Ces souffrances sont en bonne partie auto-infligées. Elles doivent beaucoup au « frein à la dette », cette règle introduite dans la Loi Fondamentale en 2009 qui plafonne la dette de l’État fédéral à 0,35% du PIB et interdit aux Länder d’en contracter aucune. Dans un pays qui tient volontiers l’endettement pour une faute morale, la préférence maladive pour l’austérité qui en découle est sans doute pour beaucoup dans l’état de stagnation où le continent s’est installé au moins depuis la crise des subprimes et celle de l’euro qui lui a succédé.
Aujourd’hui, cette frilosité n’est vraiment plus de saison. Il est heureux que ce soit en Allemagne même qu’elle soit en train de faire la démonstration de ses inconvénients. De plus en plus nombreuses sont les voix qui le constatent, à commencer par celle d’Angela Merkel, la chancelière qui a parrainé cette réforme constitutionnelle et qui, aujourd’hui la juge inadaptée à la situation présente.
Il faut une majorité des deux tiers pour réviser la constitution. Le SPD et les Verts sont favorables à l’assouplissement du frein. Les Libéraux s’y opposent. A la CDU, les esprits sont partagés même s’ils évoluent timidement en faveur de la réforme. Pour les élections fédérales qui doivent se tenir le 23 février prochain, les sondages donnent à ces derniers une forte avance.
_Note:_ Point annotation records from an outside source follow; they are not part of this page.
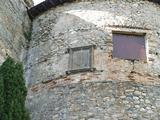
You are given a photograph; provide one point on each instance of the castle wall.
(118, 88)
(14, 28)
(101, 100)
(92, 23)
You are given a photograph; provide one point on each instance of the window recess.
(128, 46)
(80, 59)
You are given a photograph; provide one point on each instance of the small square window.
(80, 59)
(131, 47)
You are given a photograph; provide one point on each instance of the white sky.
(37, 1)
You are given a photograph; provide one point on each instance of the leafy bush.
(13, 93)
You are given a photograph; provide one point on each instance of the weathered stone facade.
(101, 100)
(92, 23)
(118, 89)
(14, 28)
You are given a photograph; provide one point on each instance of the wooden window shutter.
(131, 47)
(80, 59)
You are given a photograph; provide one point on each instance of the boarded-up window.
(130, 47)
(80, 59)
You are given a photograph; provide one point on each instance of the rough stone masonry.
(118, 89)
(14, 29)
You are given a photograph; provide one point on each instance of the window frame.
(70, 51)
(132, 34)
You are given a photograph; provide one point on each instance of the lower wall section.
(103, 100)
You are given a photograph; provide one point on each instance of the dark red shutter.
(129, 47)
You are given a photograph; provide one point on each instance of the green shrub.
(14, 91)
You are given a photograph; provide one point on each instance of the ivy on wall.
(12, 91)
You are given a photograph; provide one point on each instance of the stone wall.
(98, 100)
(118, 89)
(14, 28)
(92, 23)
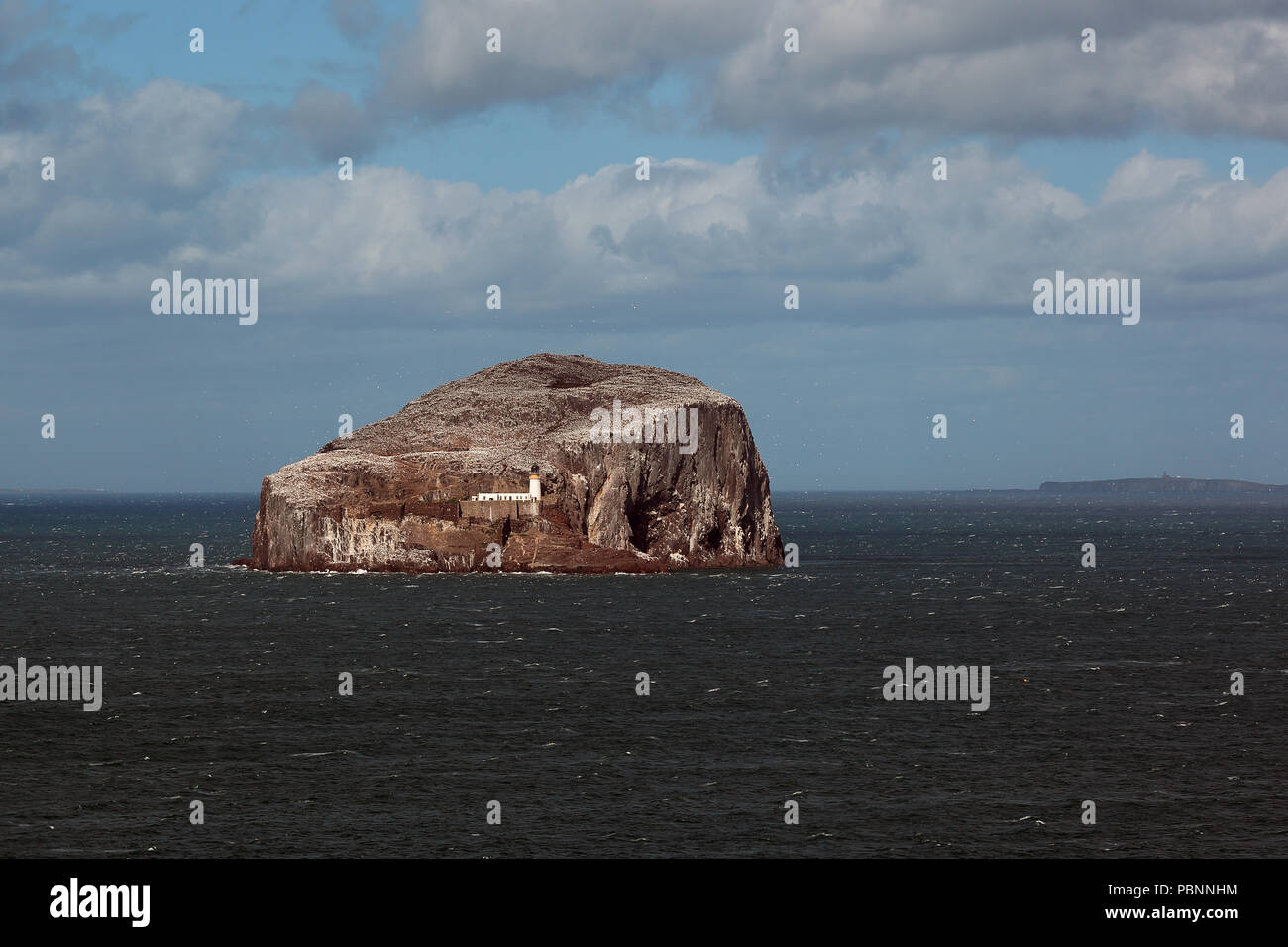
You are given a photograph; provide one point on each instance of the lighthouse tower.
(535, 484)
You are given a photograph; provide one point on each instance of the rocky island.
(548, 463)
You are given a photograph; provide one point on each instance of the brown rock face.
(389, 495)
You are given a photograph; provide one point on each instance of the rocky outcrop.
(1160, 484)
(387, 496)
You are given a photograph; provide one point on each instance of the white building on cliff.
(533, 492)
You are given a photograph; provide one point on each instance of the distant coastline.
(1160, 484)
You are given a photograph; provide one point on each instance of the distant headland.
(1162, 484)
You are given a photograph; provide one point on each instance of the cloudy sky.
(767, 169)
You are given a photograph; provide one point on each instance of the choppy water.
(1108, 684)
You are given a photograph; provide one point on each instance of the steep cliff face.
(387, 496)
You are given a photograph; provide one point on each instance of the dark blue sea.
(1109, 684)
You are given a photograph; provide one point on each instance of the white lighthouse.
(535, 484)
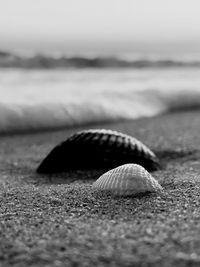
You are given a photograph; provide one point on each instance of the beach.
(59, 220)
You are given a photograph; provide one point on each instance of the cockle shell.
(126, 180)
(91, 149)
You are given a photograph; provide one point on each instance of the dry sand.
(60, 221)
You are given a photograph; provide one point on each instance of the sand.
(59, 221)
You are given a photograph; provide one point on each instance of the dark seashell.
(93, 149)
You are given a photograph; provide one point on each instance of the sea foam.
(43, 99)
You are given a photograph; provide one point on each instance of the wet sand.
(58, 220)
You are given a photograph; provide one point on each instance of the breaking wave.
(42, 100)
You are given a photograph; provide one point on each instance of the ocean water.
(48, 99)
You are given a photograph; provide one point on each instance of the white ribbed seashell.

Quant à l’électorat, il continue de soutenir le maintien du frein, à une majorité qui se réduit néanmoins régulièrement depuis un an. Les paris sont donc largement ouverts mais la barre à franchir est élevée.
Il faut d’autant plus croiser les doigts que l’affaire aura des répercussions bien au-delà de l’Allemagne. L’avenir de l’Europe est pour une bonne part suspendu à la mise en œuvre de vastes programmes d’investissement dans tous les domaines : défense et sécurité, changement climatique, adaptation industrielle, infrastructures etc.